Certaines traditions de la fête nationale risquent de changer ces prochaines années. l Keystone / Anthony Anex

Des étincelles dans les yeux, une odeur de poudre dans les narines et l’hymne suisse dans les tympans: ce traditionnel cocktail mélangeant pyrotechnie et Helvétie, c’est bientôt fini! La fête nationale étant agendée en plein cœur d’étés toujours plus chauds et secs, les feux d’artifices sont aujourd’hui fréquemment interdits. Les fusées et autres vésuves représentent une trop grande menace d’embrasement. La preuve ce dimanche lors du traditionnel feu d’artifice de clôture du Paléo, interrompu brièvement en raison d’un départ d’incendie.
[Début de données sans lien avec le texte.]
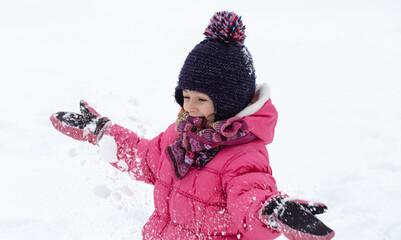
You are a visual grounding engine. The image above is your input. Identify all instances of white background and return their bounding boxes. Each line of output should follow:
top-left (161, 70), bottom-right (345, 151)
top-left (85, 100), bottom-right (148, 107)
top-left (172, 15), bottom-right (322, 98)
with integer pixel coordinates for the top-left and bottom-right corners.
top-left (0, 0), bottom-right (401, 240)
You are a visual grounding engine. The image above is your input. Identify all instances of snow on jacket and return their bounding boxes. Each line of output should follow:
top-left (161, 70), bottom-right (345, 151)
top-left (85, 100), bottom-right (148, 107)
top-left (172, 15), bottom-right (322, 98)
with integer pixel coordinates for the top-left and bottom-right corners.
top-left (101, 84), bottom-right (279, 240)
Trop chauds, mais aussi trop toxiques. Les feux d’artifices, une explosion de couleurs, d’étincelles et de magie, mais également de gaz, de débris et de particules. Autant d’émissions collatérales qui se répandent ensuite dans l’air, l’eau et sur le sol. Selon l’OFEV, les pièces d’artifices génèrent près de 300 tonnes de poussières fines PM10 par année en Suisse. Aussi, une étude publiée en 2015 dans la revue ScienceDirect a démontré que les particules fines PM2.5 augmentaient de 42% durant les festivités du 4 juillet aux Etats-Unis en comparaison à un jour de contrôle sans feux d’artifices.